Circondate dai seggi blu del parlamento europeo Nadia e Lamiya, avvolte negli abiti tradizionali yazidi, una lunga gonna ricamata e un velo morbido sulle spalle, sembrano ancora più piccole. Lo sguardo è quello che hanno mostrato ai giornalisti per tutta la mattina, mentre raccontavano le indicibili sofferenze a cui sono state sottoposte: uno sguardo avvizzito dal dolore e dal trauma. Ma la voce è ferma e il messaggio che mandano all’Europa anche: le loro parole sono l’opposto dell’ipocrisia occidentale, della burocrazia che avvolge i luoghi della diplomazia internazionale, quella che applaude il loro coraggio ma chiude le frontiere ai rifugiati.

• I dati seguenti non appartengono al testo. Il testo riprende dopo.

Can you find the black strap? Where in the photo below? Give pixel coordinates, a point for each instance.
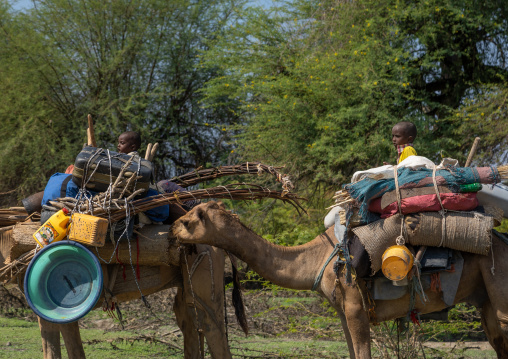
(63, 189)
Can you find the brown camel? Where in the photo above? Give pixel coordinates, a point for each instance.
(198, 307)
(297, 268)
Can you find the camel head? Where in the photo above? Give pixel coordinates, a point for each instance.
(202, 223)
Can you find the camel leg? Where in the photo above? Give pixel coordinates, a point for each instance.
(492, 330)
(50, 334)
(207, 294)
(495, 312)
(186, 324)
(347, 334)
(72, 340)
(357, 321)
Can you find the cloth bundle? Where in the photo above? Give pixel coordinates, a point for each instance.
(369, 189)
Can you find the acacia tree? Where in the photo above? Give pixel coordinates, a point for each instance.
(133, 65)
(321, 83)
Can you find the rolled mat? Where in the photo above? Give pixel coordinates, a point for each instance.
(464, 231)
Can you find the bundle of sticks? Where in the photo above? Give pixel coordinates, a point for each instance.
(117, 209)
(206, 174)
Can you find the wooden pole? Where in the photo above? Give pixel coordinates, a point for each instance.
(472, 152)
(90, 132)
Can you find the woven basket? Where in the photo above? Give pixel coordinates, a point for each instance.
(465, 231)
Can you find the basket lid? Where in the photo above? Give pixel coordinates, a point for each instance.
(63, 282)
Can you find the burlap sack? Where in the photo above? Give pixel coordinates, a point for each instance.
(464, 231)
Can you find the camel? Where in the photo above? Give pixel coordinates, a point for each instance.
(297, 268)
(198, 306)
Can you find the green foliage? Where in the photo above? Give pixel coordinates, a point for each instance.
(321, 83)
(133, 65)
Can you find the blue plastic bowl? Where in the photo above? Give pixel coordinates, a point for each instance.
(63, 282)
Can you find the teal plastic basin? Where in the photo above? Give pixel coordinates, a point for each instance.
(63, 282)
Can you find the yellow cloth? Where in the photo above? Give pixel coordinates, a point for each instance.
(408, 151)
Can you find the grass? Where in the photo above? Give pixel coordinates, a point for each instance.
(283, 324)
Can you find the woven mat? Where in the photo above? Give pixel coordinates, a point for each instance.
(465, 231)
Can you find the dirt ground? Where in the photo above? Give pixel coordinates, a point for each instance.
(275, 314)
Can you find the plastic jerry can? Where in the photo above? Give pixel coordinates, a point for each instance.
(54, 229)
(87, 229)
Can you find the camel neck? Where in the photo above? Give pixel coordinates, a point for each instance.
(291, 267)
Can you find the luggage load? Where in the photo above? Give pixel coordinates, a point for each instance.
(419, 205)
(376, 237)
(98, 168)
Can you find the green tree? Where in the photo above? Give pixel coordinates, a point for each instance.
(133, 65)
(321, 83)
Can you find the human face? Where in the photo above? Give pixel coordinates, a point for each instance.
(125, 144)
(399, 137)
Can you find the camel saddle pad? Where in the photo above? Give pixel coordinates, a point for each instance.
(463, 231)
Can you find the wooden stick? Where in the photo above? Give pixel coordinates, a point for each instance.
(472, 152)
(148, 151)
(91, 133)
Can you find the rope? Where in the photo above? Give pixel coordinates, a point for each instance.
(335, 251)
(400, 240)
(442, 212)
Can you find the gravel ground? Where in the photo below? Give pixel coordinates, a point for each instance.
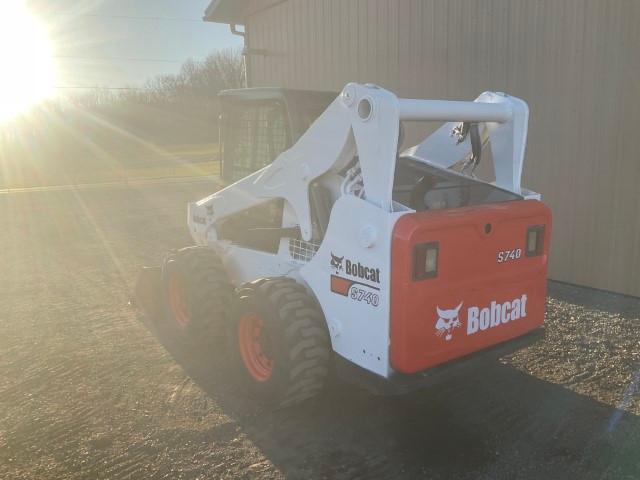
(89, 391)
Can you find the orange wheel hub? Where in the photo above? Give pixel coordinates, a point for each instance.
(250, 330)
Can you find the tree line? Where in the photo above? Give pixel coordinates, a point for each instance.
(171, 120)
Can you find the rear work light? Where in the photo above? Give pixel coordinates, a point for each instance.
(425, 260)
(535, 240)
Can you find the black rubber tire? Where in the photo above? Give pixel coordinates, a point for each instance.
(296, 330)
(208, 294)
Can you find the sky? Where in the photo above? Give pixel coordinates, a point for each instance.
(120, 43)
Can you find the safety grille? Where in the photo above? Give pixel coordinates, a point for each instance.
(302, 251)
(255, 135)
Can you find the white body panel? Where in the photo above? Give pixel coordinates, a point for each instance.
(363, 121)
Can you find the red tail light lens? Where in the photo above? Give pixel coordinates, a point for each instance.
(425, 261)
(535, 240)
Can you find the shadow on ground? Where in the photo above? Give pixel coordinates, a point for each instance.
(497, 423)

«Portiamo con noi la voce di migliaia di donne yazidi, dei nostri familiari sepolti in fosse comuni, di chi è ancora schiavo dell’Isis e di chi nel mondo è vittima di schiavismo e abusi». Nadia Murad ha 23 anni, Lamiya Aji Bashar 18: ieri l’Unione Europea le ha insignite del premio Sakharov per la libertà di pensiero, riconoscimento che dal 1988 viene consegnato a chi nel proprio paese lotta contro la repressione, la violenza, l’assenza di libertà.

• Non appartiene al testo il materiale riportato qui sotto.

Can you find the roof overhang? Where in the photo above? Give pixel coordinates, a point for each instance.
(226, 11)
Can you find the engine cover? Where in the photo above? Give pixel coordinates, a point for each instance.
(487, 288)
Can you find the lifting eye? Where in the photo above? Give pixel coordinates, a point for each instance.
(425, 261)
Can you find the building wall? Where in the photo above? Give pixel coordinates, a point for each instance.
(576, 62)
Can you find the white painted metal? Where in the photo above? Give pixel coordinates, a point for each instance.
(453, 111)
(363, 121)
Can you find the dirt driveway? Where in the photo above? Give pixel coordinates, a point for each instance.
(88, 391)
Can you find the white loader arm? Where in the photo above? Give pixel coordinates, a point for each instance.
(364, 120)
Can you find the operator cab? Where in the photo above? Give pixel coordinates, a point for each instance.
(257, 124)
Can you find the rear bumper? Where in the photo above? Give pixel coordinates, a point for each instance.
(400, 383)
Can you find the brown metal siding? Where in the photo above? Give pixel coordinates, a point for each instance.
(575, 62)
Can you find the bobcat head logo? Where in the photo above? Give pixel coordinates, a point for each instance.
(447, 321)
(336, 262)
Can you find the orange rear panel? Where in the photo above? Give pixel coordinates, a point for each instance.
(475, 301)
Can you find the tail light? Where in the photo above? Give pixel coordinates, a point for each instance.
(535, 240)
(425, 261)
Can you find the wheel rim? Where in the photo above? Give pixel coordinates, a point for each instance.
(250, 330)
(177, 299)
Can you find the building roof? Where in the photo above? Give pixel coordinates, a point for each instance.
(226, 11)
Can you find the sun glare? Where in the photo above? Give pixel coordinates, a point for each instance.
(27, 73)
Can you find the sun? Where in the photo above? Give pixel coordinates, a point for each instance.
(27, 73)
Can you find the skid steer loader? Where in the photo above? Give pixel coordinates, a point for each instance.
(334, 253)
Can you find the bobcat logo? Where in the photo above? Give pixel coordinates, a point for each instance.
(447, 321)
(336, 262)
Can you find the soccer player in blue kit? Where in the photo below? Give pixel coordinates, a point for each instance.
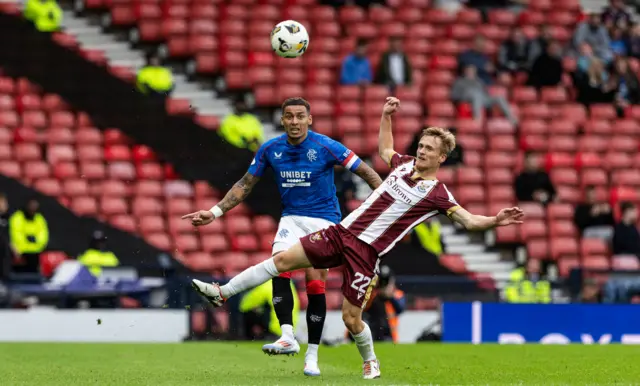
(303, 162)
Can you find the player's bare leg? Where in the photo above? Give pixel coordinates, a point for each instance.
(316, 314)
(283, 307)
(289, 260)
(359, 330)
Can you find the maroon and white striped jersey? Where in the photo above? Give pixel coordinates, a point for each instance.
(397, 206)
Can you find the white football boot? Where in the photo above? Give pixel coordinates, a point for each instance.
(311, 368)
(371, 369)
(209, 291)
(283, 346)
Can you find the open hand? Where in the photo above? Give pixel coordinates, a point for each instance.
(201, 217)
(392, 104)
(508, 216)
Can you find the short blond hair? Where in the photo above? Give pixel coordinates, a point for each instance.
(448, 140)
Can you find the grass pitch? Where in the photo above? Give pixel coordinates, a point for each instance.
(245, 364)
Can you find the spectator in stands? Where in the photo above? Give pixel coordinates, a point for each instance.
(477, 57)
(595, 34)
(533, 184)
(29, 235)
(626, 238)
(98, 256)
(615, 14)
(428, 235)
(595, 86)
(488, 5)
(46, 15)
(539, 44)
(590, 292)
(242, 129)
(259, 316)
(547, 68)
(356, 68)
(526, 285)
(618, 42)
(452, 6)
(634, 41)
(516, 53)
(469, 88)
(626, 83)
(6, 251)
(154, 79)
(394, 68)
(345, 188)
(620, 290)
(594, 218)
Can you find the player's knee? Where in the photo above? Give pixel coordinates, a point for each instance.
(352, 318)
(315, 274)
(315, 287)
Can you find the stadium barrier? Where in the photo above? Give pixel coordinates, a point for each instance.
(540, 323)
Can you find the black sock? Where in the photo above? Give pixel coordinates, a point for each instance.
(316, 314)
(283, 300)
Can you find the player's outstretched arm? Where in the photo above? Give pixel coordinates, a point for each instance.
(369, 175)
(238, 192)
(385, 138)
(473, 222)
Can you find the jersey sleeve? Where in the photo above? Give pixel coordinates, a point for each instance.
(444, 200)
(259, 163)
(398, 159)
(343, 156)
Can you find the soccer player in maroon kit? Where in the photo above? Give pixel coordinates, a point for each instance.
(408, 196)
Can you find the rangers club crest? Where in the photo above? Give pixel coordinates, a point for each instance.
(312, 155)
(315, 237)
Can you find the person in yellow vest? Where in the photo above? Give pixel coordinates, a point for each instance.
(98, 256)
(29, 236)
(46, 15)
(257, 309)
(521, 289)
(242, 129)
(154, 79)
(429, 236)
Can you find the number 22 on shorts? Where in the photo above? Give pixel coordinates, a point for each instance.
(360, 283)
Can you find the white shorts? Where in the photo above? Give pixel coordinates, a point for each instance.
(292, 228)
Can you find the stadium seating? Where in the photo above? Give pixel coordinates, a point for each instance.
(101, 173)
(582, 146)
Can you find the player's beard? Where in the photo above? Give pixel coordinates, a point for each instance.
(296, 133)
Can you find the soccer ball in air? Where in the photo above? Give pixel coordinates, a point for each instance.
(289, 39)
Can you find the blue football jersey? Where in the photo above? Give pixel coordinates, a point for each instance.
(304, 173)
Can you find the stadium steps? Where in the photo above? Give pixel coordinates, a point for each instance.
(477, 257)
(118, 51)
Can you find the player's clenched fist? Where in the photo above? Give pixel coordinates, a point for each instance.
(201, 217)
(392, 104)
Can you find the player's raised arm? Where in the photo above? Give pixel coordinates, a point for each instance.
(385, 138)
(473, 222)
(369, 175)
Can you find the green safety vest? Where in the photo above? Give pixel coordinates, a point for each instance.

Entrambe sono state rapite dall’Isis il 3 agosto 2014, nel villaggio di Kocho a Sinjar in Iraq, terra della minoranza yazidi. Sono state vendute come schiave sessuali, prima di riuscire a fuggire: Lamiya lo scorso aprile, Nadia a novembre del 2014. Ma la persecuzione del loro popolo non è mai cessata, il genocidio è in atto: 3.500 tra donne e bambini sono ancora schiavi dei miliziani islamisti, sottoposti quotidianamente a abusi sessuali, torture, pestaggi. Un numero ancora indefinito di uomini è stato massacrato. Ma a mettere in pericolo la comunità yazidi non sono solo le esecuzioni, dice Nadia: «Distruggono la speranza di tornare, i luoghi di culto».

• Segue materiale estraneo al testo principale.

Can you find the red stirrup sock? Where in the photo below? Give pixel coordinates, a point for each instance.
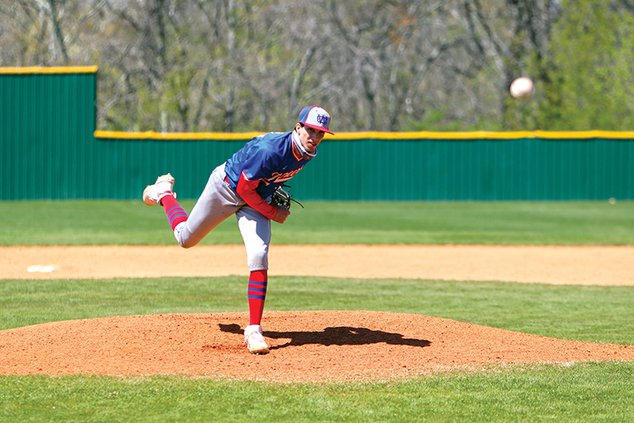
(257, 294)
(174, 212)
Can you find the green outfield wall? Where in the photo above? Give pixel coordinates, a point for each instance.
(51, 150)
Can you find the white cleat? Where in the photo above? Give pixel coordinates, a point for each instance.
(152, 194)
(254, 340)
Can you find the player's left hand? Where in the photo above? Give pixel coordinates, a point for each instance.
(281, 215)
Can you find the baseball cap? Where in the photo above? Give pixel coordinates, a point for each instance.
(315, 117)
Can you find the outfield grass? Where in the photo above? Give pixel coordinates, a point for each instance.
(492, 223)
(582, 392)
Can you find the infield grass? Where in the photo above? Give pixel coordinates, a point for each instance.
(590, 392)
(597, 392)
(487, 223)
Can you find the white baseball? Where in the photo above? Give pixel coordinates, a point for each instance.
(522, 87)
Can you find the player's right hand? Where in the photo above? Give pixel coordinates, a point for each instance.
(281, 215)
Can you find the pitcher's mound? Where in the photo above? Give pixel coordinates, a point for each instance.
(306, 346)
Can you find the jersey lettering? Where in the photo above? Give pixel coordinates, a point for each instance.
(278, 177)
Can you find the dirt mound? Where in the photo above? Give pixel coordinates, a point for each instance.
(306, 346)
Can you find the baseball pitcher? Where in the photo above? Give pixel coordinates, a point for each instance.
(247, 185)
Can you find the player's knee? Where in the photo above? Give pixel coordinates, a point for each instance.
(259, 258)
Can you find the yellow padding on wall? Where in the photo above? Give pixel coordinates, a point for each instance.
(47, 70)
(421, 135)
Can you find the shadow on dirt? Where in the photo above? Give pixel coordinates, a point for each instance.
(339, 335)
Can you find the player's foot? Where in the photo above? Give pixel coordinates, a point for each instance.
(163, 186)
(254, 340)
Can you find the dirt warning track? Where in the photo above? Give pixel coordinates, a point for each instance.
(553, 265)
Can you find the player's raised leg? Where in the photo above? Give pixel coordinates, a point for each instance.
(162, 192)
(256, 234)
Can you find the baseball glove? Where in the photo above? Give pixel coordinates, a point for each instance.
(282, 198)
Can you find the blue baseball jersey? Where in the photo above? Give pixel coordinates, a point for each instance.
(271, 158)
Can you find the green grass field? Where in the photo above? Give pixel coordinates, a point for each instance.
(581, 392)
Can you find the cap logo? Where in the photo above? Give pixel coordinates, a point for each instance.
(323, 120)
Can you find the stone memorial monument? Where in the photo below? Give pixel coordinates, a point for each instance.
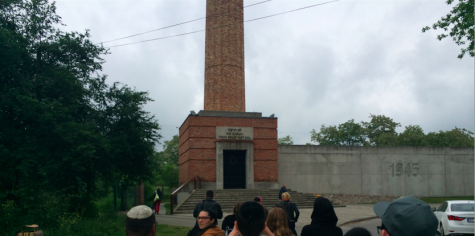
(223, 144)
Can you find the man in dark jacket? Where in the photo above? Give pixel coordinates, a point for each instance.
(208, 203)
(324, 220)
(282, 190)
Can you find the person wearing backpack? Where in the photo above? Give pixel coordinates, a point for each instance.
(228, 222)
(157, 200)
(292, 211)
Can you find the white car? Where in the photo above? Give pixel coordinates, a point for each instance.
(455, 217)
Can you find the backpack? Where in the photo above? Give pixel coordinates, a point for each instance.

All’Europa chiedono qualcosa di molto semplice: «Vogliamo che chi ha commesso questi crimini sia trascinato di fronte alla Corte Penale – dice Lamiya – Moltissimi foreign fighters sono tornati ai loro paesi di origine, come se niente fosse accaduto. Chiediamo protezione internazionale per poter tornare a vivere nelle nostre terre, la comunità internazionale deve coordinarsi con il governo iracheno e il governo regionale del Kurdistan».

«Dopo due anni non c’è alcun sostegno. Di noi si occupano solo organizzazioni yazide, che vanno nei campi profughi per assistere i sopravvissuti». Chissà dove è finita allora la coalizione internazionale che nell’agosto 2014 intervenne militarmente in Iraq per “salvare” gli yazidi. Non c’è stata mai, il genocidio di allora serviva ad altri scopi e a liberare Sinjar alla fine sono stati peshmerga e combattenti kurdi di Pkk e Ypg.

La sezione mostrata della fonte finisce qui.